Robustness of the thermal Hall effect close to half-quantization in α-RuCl3

The low-temperature thermal Hall effect reveals signatures of Majorana fermions in a field-induced spin liquid state.

February 17, 2022


One of the most exotic and sought-after phases of quantum matter is that of the quantum spin liquid, a magnetic state of matter in which strongly interacting local moments fluctuate and remain disordered down to absolute zero temperature. Unlike conventional magnetic states like ferromagnetism and antiferromagnetism, quantum spin liquids are very difficult to identify: they display no long-range magnetic order, no spontaneous time reversal or translational symmetry breaking and no sign of thermodynamic transitions or spin freezing. Their key property is their elementary excitations which, depending on the nature of the spin liquid, may be highly exotic quasiparticles such as "spinons", "visons", or "Majorana fermions". Positive identification of these excitations is the "smoking gun" proof of the quantum spin liquid ground state.

The search for quantum spin liquid materials has accelerated since the discovery of Kitaev quantum spin liquids, a class of systems with strong spin-orbit coupling and honeycomb-related crystal structures that have an exactly solvable ground state with Majorana fermion excitations. Prominent examples of these are H3LiIr2O6 (discovered in the Quantum Materials (Takagi) department in 2018) and α-RuCl3, both of which exhibit strong signatures of a low-temperature quantum spin liquid state. The challenge of detecting the charge-neutral Majorana fermions is considerable, but as they are mobile, they may contribute to thermal conductivity. Recently, a breakthrough came when it was found that the thermal Hall effect in α-RuCl3 reaches an approximately quantized plateau in a magnetic field of 8 tesla, at exactly half the amplitude shown by electrons in the famous quantum Hall effect. This was interpreted as evidence for Majorana fermions forming quantized edge states whilst carrying half of the entropy of an electron due to their fractionalized nature. However, the studies are so far limited to relatively high temperature (3 kelvin) and have been difficult to reproduce, so whether the ground state is truly a Kitaev quantum spin liquid is still under discussion.

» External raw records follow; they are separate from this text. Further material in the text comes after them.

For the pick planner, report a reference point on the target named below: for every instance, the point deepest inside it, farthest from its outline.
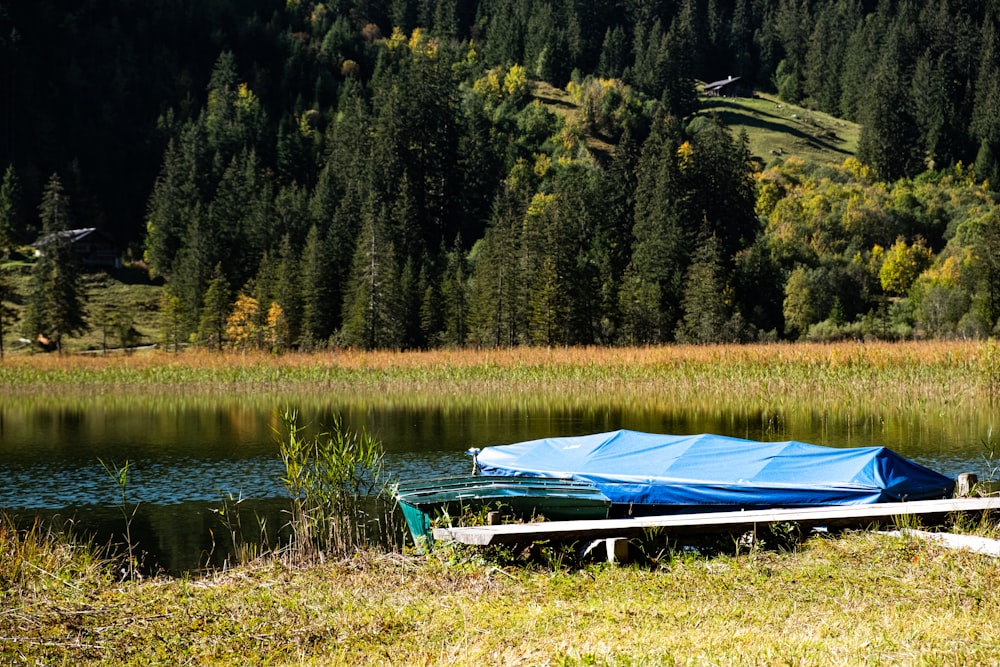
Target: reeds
(37, 557)
(874, 376)
(336, 481)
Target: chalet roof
(70, 236)
(721, 83)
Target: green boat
(522, 498)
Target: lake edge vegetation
(531, 173)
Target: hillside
(777, 129)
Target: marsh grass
(869, 378)
(37, 557)
(337, 484)
(860, 598)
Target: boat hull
(523, 498)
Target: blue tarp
(682, 473)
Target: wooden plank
(839, 516)
(973, 543)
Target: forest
(391, 173)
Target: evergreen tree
(56, 305)
(889, 140)
(707, 294)
(661, 236)
(314, 292)
(614, 54)
(216, 308)
(494, 315)
(11, 226)
(8, 295)
(454, 293)
(372, 300)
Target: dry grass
(863, 599)
(878, 376)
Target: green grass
(127, 290)
(778, 130)
(858, 599)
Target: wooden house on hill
(93, 248)
(733, 86)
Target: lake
(187, 455)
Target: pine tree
(494, 315)
(314, 293)
(56, 306)
(215, 309)
(889, 139)
(661, 234)
(371, 301)
(8, 295)
(706, 289)
(11, 226)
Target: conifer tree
(661, 237)
(496, 282)
(706, 290)
(56, 305)
(10, 210)
(215, 309)
(371, 301)
(8, 295)
(314, 294)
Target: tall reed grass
(884, 375)
(337, 483)
(35, 558)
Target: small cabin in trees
(733, 86)
(92, 248)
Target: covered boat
(519, 497)
(646, 473)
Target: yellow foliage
(318, 14)
(685, 155)
(397, 39)
(542, 164)
(575, 91)
(245, 99)
(489, 85)
(241, 325)
(276, 333)
(902, 265)
(540, 203)
(856, 168)
(516, 81)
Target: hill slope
(778, 129)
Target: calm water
(187, 455)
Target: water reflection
(188, 453)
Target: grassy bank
(874, 376)
(859, 599)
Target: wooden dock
(841, 516)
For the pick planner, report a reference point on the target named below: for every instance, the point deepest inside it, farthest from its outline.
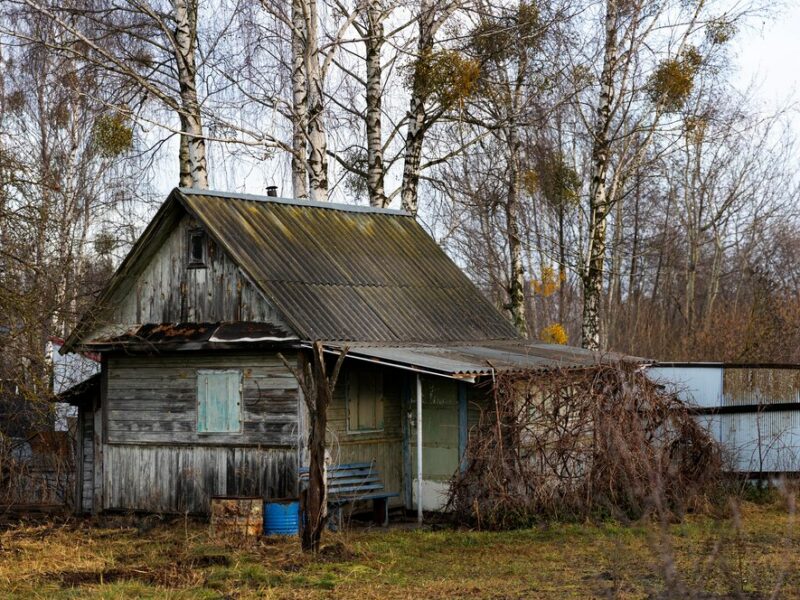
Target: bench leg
(380, 511)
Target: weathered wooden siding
(384, 447)
(153, 400)
(167, 291)
(177, 479)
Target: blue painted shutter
(219, 401)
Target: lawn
(750, 553)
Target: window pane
(218, 401)
(365, 400)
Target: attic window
(197, 249)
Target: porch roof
(469, 361)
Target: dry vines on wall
(568, 444)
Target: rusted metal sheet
(155, 285)
(193, 335)
(237, 516)
(469, 361)
(345, 273)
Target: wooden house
(193, 400)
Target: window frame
(352, 375)
(191, 261)
(239, 402)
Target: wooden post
(419, 448)
(317, 390)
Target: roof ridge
(356, 208)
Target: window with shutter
(219, 401)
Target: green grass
(752, 555)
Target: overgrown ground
(750, 553)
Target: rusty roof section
(165, 335)
(467, 361)
(342, 272)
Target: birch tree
(433, 14)
(151, 50)
(648, 68)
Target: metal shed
(753, 410)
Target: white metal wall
(754, 440)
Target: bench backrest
(351, 479)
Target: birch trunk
(415, 134)
(317, 161)
(374, 43)
(299, 103)
(193, 146)
(516, 286)
(598, 199)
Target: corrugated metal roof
(340, 272)
(474, 360)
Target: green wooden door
(439, 429)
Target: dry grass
(747, 555)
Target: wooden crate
(237, 516)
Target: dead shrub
(598, 442)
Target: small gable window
(364, 400)
(197, 248)
(219, 401)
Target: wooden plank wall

In this work, Jan Bruin, Ralf Claus and Yosuke Matsumoto from the Quantum Materials (Takagi) department, using single crystals provided by Prof. Tanaka and Dr. Kurita from TIT in Japan, shine new light on the exotic ground state of α-RuCl3. They discovered a large thermal Hall effect close to the half-quantized value up to high magnetic fields and down to more than an order of magnitude lower in temperature than previously reported. This discovery gives extremely important clues in identifying the possible Majorana edge state. In addition, they unveiled a magnetic field-dependent structure of the low-temperature thermal conductivity that suggests the presence of high-field phase transitions, revealing a considerably richer phase diagram than previously known.